Financiamento coletivo de shows começa a avançar no Brasil

Estadão

28 de julho de 2011 | 07h00

Felipe Branco Cruz

Bandas como Belle and Sebastian, LCD Soundsystem e Vampire Weekend têm muitos fãs no Brasil. Mas parece que não são suficientemente conhecidas para despertar o interesse de produtores culturais dispostos a bancar sua vinda ao País.

Os fãs, no entanto, têm essa disposição. Foi com essa ideia em mente que cinco empresários criaram o site Queremos.com.br. “Negociamos com os produtores das bandas e levantamos os custos. Depois convidamos os fãs a financiarem os projetos comprando cotas. Quando atingimos as cotas, o show acontece”, diz Pedro Seiler, um dos criadores do site.

A produção do show do Belle and Sebastian, por exemplo, realizado em novembro do ano passado, custou R$ 56 mil. O dinheiro veio de 280 fãs que pagaram R$ 200 cada um.

Esse montante depois foi reembolsado com o faturamento da bilheteria. Ou seja, os fãs ajudaram a trazer a banda e ainda entraram na apresentação de graça. Ao todo, em menos de um ano, o Queremos já produziu dez shows, sendo que em seis deles o dinheiro investido pelo fã foi devolvido integralmente.

No total, 1.957 pessoas compraram cotas no site para shows como os do Belle and Sebastian e do LCD Soundsystem. Pedro Seiler explica que o financiamento coletivo, no entanto, não funciona para bandas grandes, como o Foo Fighters.

Vampire Weekend (FOTO: DIVULGAÇÃO)

Muitas pessoas querem esses shows grandes. Mas não vejo sentido em fazer um financiamento coletivo de bandas com cachês milionários, que fecham estádios”, diz. “Eles virão para o Brasil, mais cedo ou mais tarde”.

Essa prática de financiamento coletivo chegou ao País no ano passado, mas ainda atende pelo nome em inglês de “crowd funding”. E ela vale para qualquer tipo de financiamento cultural, desde a produção de disco até a de um festival. Além do Queremos.com.br, outros sites estão promovendo o crowd funding no Brasil. Entre eles estão Embolacha.com.br, Mobsocial.com.br, Incentivador.com.br e o Catarse.me.

Recompensas a quem investir

A banda carioca Autoramas, por exemplo, precisa de R$ 14 mil para gravar seu novo disco, batizado de Música Crocante. Por meio do site Embolacha, até o momento, eles já arrecadaram R$ 4.751.

Se em 20 dias não conseguirem levantar todo o montante, as pessoas que colaboraram com a ideia receberão o dinheiro de volta. “É tudo ou nada”, diz Gabriel Thomaz, vocalista da banda. Os fãs podem investir de meros R$ 20 a significativos R$10 mil e cada cota de patrocínio dará uma recompensa.

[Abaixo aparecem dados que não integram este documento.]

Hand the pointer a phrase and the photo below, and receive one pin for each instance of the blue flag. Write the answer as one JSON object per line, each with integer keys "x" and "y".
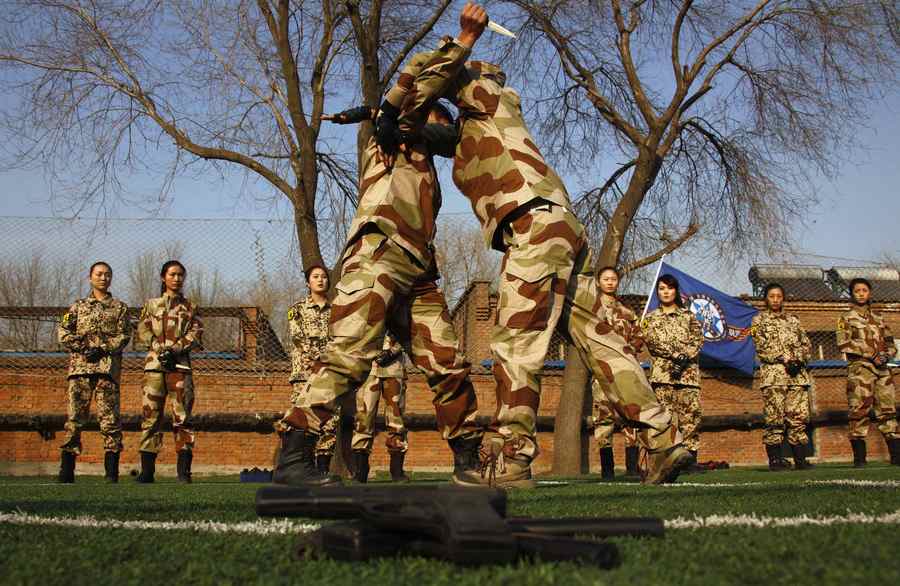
{"x": 725, "y": 321}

Quem ajudar com R$ 60, receberá em casa o disco antes de ele ir para as lojas, além de ter o nome incluído nos agradecimentos do encarte e de ganhar um kit com pôster e postal do grupo. Quem financiar R$ 5 mil ganhará a guitarra de Gabriel, usada nas gravações.

 

Misfits

 “Mas até agora ninguém comprou essa cota”, diz. “Comparo a uma pessoa que compra uma casa na planta. Ela ajuda a financiar o disco que ainda não está pronto.”Segundo Paulo Monte, um dos sócios do Embolacha, a dica para fazer o projeto funcionar é fazer um orçamento o mais baixo possível e oferecer boas recompensas. “Além disso, é uma forma de relacionamento mais próximo do artista com seu fã”, explica.

O Embolacha está no ar desde maio e por meio dele já foram financiados três projetos. Entre eles o festival Móveis Coloniais de Acaju Convida, em Brasília, no início do mês. “Não conseguimos nenhum patrocinador na iniciativa privada”, diz o tecladista Eduardo Borem. “Foi o público que patrocinou os R$ 30 mil necessários”, diz.

Este foi o 12º festival promovido pelo grupo e o primeiro que contou com financiamento coletivo. Deu tão certo que eles já pensam no festival do ano que vem. A Banda Mais Bonita da Cidade também pediu ajuda aos fãs para gravar seu primeiro CD. A estratégia, no entanto, foi diferente.

Usaram a plataforma do site Catarse.me. Eles tinham 12 composições e cada uma delas custava R$ 4 mil para ser produzida. Se somente uma dessas músicas atingisse o valor no prazo de um mês, lançariam o disco com só uma canção. “Felizmente, os fãs financiaram 11 músicas. Vamos lançar o disco com elas”, diz Walquiria Raizer, produtora da Banda. No total, o grupo arrecadou R$ 51 mil.